O Espírito Santo recebeu em 1998 R$ 172 milhões do governo federal para ser aplicado no Fundef. Dessa verba, R$ 18 62 milhões foram parar nos cofres da Secretaria da Fazenda, em parcelas retiradas em fevereiro, setembro e outubro, segundo informações do coordenador de Projetos da Secretaria de Educação
Eduardo Rios. "Esses recursos, a princípio, não causaram prejuízos ao ensino fundamental, mas têm de ser devolvidos pela Secretaria de Fazenda", afirmou Rios.
Cerca de R$ 6 milhões voltaram aos cofres da Secretaria de Educação, parcelas pagas janeiro e fevereiro. "Há uma dívida restante de R$ 12 milhões corrigida, como se o dinheiro estivesse aplicado no mercado financeiro", garantiu o coordenador. "Mas o governo precisa reestruturar as contas.

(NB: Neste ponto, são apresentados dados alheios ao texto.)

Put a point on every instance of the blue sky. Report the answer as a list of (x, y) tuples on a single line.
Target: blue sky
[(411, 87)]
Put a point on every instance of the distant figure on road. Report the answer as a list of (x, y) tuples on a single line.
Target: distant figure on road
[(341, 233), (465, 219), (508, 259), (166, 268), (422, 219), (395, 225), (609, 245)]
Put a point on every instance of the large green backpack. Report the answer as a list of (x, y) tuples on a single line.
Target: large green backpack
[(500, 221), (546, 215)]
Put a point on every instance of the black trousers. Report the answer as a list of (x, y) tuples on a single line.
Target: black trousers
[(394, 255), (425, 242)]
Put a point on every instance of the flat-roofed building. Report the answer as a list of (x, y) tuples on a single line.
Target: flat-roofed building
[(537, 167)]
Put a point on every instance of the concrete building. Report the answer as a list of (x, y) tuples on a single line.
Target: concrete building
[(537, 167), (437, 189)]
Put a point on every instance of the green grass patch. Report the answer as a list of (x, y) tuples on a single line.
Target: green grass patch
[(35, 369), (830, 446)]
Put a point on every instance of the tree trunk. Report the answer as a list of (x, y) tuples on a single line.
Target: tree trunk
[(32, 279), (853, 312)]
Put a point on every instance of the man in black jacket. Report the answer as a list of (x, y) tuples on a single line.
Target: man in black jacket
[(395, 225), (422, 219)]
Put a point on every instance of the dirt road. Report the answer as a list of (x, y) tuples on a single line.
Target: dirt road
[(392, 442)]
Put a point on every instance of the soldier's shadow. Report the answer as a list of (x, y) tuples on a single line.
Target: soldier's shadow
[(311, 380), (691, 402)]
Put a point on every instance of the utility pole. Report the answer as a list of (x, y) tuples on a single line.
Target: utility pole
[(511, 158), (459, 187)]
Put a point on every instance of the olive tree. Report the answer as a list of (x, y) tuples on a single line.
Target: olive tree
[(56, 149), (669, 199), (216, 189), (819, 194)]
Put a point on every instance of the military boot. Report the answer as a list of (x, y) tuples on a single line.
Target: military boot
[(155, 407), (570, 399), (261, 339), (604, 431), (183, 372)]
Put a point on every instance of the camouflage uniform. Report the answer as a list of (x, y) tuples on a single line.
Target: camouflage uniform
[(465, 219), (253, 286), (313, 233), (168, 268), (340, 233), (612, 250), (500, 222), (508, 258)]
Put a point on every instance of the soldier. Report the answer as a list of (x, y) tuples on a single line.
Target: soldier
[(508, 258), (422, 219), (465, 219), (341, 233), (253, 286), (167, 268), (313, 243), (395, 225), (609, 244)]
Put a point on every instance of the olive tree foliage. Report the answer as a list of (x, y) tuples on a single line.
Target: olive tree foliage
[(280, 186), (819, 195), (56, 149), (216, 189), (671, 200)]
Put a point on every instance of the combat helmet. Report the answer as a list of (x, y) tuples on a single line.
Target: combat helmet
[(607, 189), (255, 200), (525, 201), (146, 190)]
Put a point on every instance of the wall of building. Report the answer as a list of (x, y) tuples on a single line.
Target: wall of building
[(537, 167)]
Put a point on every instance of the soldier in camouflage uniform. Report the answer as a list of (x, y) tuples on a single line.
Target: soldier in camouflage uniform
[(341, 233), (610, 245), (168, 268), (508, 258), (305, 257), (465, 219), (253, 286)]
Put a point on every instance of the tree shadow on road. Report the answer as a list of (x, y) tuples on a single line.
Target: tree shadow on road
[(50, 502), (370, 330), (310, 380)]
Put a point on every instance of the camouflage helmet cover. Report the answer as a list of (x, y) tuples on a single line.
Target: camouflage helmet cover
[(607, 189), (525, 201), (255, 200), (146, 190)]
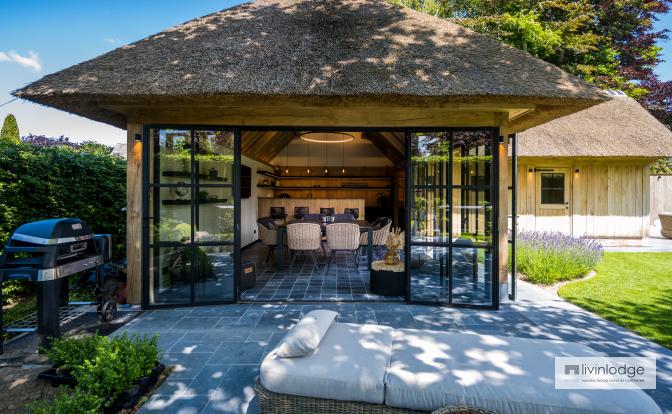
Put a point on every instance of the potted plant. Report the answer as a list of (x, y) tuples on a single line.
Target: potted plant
[(103, 374), (666, 224)]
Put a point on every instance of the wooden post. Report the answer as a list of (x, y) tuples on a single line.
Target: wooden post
[(503, 186), (134, 214)]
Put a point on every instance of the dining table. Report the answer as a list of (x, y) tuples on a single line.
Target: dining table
[(364, 227)]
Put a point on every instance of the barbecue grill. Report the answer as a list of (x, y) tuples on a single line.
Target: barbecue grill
[(47, 252)]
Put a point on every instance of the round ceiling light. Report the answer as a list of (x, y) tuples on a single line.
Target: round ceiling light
[(327, 137)]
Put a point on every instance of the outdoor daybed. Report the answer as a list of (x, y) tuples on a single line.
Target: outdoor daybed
[(351, 368)]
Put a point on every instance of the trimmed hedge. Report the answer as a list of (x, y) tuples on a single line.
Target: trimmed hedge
[(38, 183)]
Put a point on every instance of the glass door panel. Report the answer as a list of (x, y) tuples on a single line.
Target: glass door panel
[(169, 276), (451, 223), (192, 214)]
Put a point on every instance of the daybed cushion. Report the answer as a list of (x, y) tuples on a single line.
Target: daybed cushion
[(429, 370), (304, 338), (348, 365)]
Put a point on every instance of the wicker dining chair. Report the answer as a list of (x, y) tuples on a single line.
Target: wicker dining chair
[(268, 236), (381, 228), (304, 238), (343, 237), (353, 211)]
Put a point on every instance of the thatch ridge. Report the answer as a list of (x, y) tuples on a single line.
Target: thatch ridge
[(320, 48), (620, 127)]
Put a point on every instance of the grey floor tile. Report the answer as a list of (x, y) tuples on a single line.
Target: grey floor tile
[(198, 323), (238, 353), (186, 366), (236, 391), (207, 381)]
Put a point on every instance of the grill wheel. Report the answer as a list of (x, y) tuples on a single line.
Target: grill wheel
[(108, 312)]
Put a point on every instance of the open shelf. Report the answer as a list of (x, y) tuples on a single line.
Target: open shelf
[(325, 177), (332, 188)]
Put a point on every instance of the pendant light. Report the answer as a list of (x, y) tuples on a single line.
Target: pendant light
[(308, 169), (287, 158), (326, 161)]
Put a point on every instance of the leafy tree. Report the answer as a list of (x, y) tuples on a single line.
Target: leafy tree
[(10, 130), (611, 43)]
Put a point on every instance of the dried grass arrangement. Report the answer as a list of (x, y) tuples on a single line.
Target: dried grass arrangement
[(395, 242)]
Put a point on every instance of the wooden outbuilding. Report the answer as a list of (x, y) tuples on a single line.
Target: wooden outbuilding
[(587, 174), (278, 68)]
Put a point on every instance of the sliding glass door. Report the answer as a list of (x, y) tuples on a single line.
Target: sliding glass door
[(191, 216), (451, 187)]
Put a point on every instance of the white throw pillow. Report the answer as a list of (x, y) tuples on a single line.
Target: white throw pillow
[(305, 337)]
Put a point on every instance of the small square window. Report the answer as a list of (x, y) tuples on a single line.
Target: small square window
[(552, 188)]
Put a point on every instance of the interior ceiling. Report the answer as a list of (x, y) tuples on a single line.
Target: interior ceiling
[(264, 146)]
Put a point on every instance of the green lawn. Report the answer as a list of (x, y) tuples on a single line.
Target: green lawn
[(633, 290)]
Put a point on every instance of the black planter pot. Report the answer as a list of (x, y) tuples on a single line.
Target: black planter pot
[(130, 398), (125, 400)]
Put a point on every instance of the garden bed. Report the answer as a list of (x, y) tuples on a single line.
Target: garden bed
[(631, 290)]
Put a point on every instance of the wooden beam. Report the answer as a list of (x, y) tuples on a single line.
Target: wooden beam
[(389, 150), (503, 217), (134, 214), (324, 117)]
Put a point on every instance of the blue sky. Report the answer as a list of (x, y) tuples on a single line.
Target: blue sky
[(44, 36)]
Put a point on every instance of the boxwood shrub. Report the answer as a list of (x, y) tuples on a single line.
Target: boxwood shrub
[(44, 181), (104, 367), (549, 257)]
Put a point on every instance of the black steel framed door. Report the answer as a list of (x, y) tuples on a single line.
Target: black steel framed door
[(451, 250), (191, 215)]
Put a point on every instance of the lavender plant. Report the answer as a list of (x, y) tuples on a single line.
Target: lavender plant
[(549, 257)]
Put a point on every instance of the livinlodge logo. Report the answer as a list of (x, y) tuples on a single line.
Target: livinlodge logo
[(605, 373)]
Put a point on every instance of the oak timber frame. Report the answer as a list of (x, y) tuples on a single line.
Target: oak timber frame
[(300, 114)]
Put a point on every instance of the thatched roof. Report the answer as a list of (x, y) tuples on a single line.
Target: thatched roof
[(620, 127), (314, 48)]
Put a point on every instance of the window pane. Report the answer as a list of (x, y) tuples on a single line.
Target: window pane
[(214, 273), (472, 275), (170, 275), (429, 270), (174, 155), (214, 156), (472, 158), (472, 217), (430, 176), (552, 188), (173, 213), (215, 215)]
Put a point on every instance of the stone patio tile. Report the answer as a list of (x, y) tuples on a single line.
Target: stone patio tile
[(236, 392), (229, 334), (187, 366), (174, 404), (199, 323), (277, 321), (238, 353), (366, 317), (188, 346), (403, 320)]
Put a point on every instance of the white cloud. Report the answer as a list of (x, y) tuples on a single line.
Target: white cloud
[(31, 61)]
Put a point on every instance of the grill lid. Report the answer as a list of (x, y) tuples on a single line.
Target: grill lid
[(53, 231)]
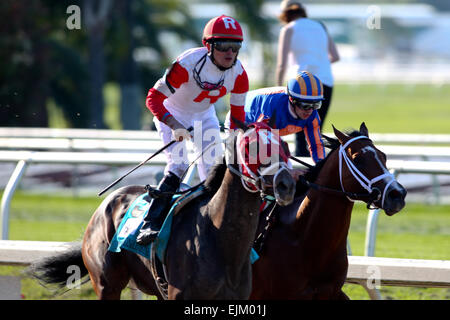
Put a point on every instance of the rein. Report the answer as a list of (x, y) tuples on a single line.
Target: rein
[(372, 195)]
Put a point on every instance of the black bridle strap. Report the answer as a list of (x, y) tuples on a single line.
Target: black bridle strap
[(301, 162), (374, 195)]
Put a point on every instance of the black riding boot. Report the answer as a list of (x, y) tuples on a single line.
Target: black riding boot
[(157, 210)]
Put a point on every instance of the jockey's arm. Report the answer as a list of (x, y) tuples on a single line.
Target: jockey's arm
[(315, 142), (237, 99), (163, 88)]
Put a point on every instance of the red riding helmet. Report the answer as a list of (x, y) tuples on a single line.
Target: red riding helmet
[(223, 27)]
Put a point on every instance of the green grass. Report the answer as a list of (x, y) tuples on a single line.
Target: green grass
[(417, 232)]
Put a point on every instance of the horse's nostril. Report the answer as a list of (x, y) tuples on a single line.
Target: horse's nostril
[(396, 194)]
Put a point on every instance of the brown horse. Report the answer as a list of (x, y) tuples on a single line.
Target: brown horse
[(208, 254), (305, 254)]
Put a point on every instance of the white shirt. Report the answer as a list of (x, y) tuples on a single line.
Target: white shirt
[(308, 50)]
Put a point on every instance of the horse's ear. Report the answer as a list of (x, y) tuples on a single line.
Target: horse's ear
[(363, 129), (273, 119), (342, 137), (239, 124)]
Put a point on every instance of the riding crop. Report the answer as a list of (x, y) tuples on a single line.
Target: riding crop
[(140, 164)]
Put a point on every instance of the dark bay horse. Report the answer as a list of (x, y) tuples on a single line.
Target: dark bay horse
[(305, 254), (208, 254)]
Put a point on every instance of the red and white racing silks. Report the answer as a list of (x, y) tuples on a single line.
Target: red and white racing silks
[(178, 92)]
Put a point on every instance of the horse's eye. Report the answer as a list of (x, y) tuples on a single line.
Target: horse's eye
[(358, 161)]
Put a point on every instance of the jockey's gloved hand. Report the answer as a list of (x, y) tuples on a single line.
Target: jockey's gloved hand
[(179, 131)]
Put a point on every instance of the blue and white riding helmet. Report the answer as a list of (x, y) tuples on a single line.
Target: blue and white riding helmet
[(305, 87)]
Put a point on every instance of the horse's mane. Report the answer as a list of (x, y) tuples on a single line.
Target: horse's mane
[(312, 173)]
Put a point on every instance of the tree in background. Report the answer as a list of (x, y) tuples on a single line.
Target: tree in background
[(249, 12), (38, 63)]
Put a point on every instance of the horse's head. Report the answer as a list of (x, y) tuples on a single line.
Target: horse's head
[(260, 157), (362, 167)]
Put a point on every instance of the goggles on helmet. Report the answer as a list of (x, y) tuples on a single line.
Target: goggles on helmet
[(305, 105), (205, 85), (224, 46)]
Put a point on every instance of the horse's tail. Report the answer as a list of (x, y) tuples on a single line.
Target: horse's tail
[(62, 269)]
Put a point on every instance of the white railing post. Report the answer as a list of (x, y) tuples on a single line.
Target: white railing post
[(8, 193)]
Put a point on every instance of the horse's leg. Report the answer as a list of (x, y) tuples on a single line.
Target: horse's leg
[(108, 271), (109, 275)]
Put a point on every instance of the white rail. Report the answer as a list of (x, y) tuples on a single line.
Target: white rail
[(370, 272), (18, 132)]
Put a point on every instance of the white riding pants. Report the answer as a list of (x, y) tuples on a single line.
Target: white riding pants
[(206, 131)]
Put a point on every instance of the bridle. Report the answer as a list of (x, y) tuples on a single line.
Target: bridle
[(360, 177), (372, 195)]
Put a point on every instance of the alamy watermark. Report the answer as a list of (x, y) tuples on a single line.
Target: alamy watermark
[(373, 21), (74, 280), (374, 277), (73, 22)]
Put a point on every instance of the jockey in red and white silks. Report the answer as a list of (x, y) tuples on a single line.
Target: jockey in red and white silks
[(186, 94)]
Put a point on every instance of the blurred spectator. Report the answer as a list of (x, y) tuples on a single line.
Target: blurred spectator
[(309, 47)]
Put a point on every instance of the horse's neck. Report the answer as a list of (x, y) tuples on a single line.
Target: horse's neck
[(324, 217), (234, 212)]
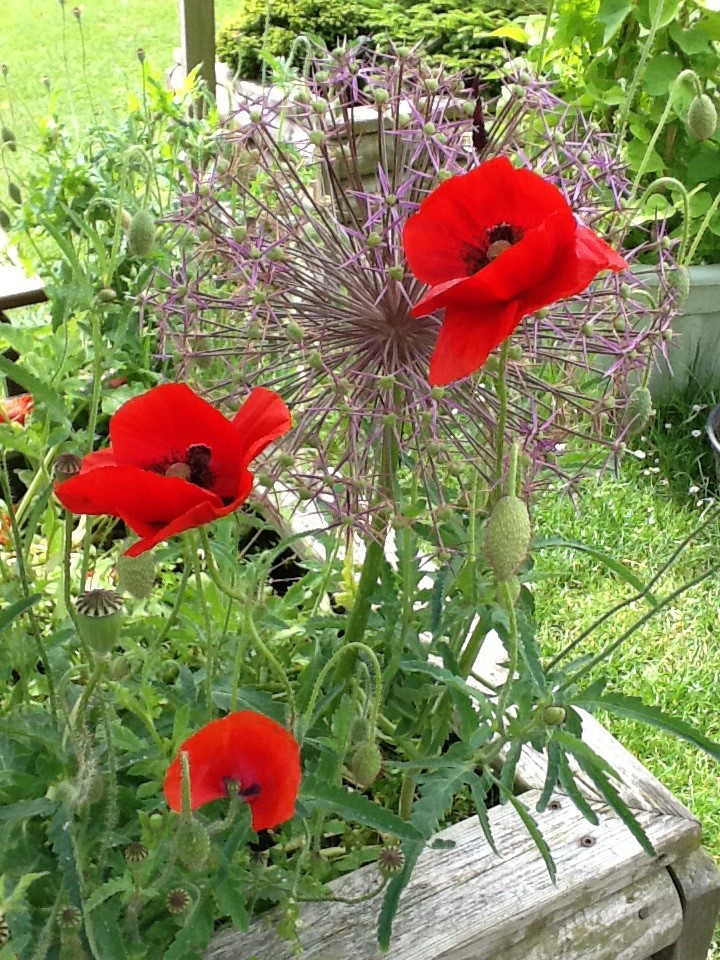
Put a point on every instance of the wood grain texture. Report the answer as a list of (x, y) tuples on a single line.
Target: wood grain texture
[(466, 902), (698, 883)]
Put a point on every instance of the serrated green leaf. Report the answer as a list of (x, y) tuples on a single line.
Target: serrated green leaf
[(8, 614), (633, 708), (532, 828), (587, 760), (617, 567), (107, 890), (357, 808)]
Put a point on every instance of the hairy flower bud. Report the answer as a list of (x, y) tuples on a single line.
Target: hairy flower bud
[(507, 537), (141, 235), (136, 575), (702, 117), (193, 845), (366, 763), (99, 619)]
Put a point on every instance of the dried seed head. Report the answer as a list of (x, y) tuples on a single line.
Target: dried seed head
[(99, 619), (391, 860), (178, 900)]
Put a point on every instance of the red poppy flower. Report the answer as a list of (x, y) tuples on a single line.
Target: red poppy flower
[(175, 462), (496, 244), (16, 409), (249, 748)]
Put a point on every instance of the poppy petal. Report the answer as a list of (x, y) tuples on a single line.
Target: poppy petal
[(456, 216), (145, 501), (250, 748), (262, 418), (156, 429), (466, 338)]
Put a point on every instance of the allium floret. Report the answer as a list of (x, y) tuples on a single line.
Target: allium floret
[(293, 276)]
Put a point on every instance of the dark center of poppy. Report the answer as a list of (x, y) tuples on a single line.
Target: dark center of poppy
[(194, 467), (235, 789), (497, 240)]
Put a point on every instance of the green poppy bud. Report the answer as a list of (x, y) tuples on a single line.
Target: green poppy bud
[(639, 410), (99, 619), (702, 117), (507, 537), (554, 716), (366, 763), (141, 235), (679, 281), (193, 844), (136, 575)]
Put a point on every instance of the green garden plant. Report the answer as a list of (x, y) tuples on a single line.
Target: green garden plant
[(188, 737)]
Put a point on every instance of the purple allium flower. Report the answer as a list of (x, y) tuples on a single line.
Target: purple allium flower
[(293, 277)]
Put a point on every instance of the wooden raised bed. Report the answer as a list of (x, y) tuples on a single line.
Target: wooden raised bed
[(611, 900)]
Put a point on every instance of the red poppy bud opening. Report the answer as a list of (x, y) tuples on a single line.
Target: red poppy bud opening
[(244, 754)]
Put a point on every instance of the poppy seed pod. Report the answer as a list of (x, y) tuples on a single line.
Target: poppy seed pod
[(99, 619), (141, 235), (507, 537), (193, 845), (136, 575), (702, 117), (391, 860), (178, 900), (366, 763)]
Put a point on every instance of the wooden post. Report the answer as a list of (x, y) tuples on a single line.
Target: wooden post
[(197, 38)]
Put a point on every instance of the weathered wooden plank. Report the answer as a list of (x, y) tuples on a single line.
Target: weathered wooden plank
[(698, 883), (487, 904), (197, 38)]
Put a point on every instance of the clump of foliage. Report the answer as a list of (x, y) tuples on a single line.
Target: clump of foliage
[(647, 69), (460, 35)]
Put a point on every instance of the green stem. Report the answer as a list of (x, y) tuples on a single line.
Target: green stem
[(512, 649), (274, 664), (376, 695), (92, 421), (502, 412), (192, 554), (25, 584)]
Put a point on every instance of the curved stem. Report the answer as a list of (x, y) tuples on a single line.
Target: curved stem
[(322, 676)]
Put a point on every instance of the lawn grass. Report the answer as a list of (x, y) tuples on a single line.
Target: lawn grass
[(91, 63), (660, 496)]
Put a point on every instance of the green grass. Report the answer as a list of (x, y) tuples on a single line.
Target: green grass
[(42, 38), (674, 660)]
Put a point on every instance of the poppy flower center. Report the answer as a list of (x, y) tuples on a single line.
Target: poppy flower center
[(496, 241), (195, 467)]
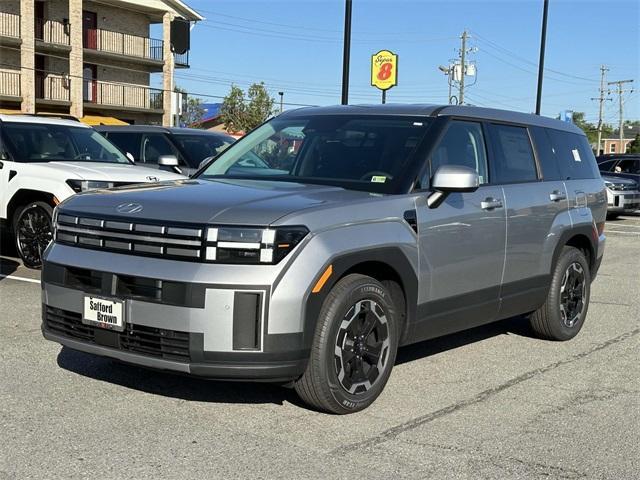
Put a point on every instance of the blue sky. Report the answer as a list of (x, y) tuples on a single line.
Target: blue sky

A dívida entre as Secretarias de Fazenda e de Educação deveria ter sido paga até 31 de dezembro, quando o ex-governador Vitor Buaiz (PV) deixou o governo do Estado. "Não tínhamos recursos para devolver o empréstimo e pedimos prorrogação do prazo", afirmou Medeiros, para quem a lei que rege o Fundef é "draconiana". Em 1998, a Secretaria de Educação aplicou o dinheiro do fundo em convênios de municipalização de escolas, qualificação de professores, salário de pessoal administrativo, transporte escolar, entre outros investimentos.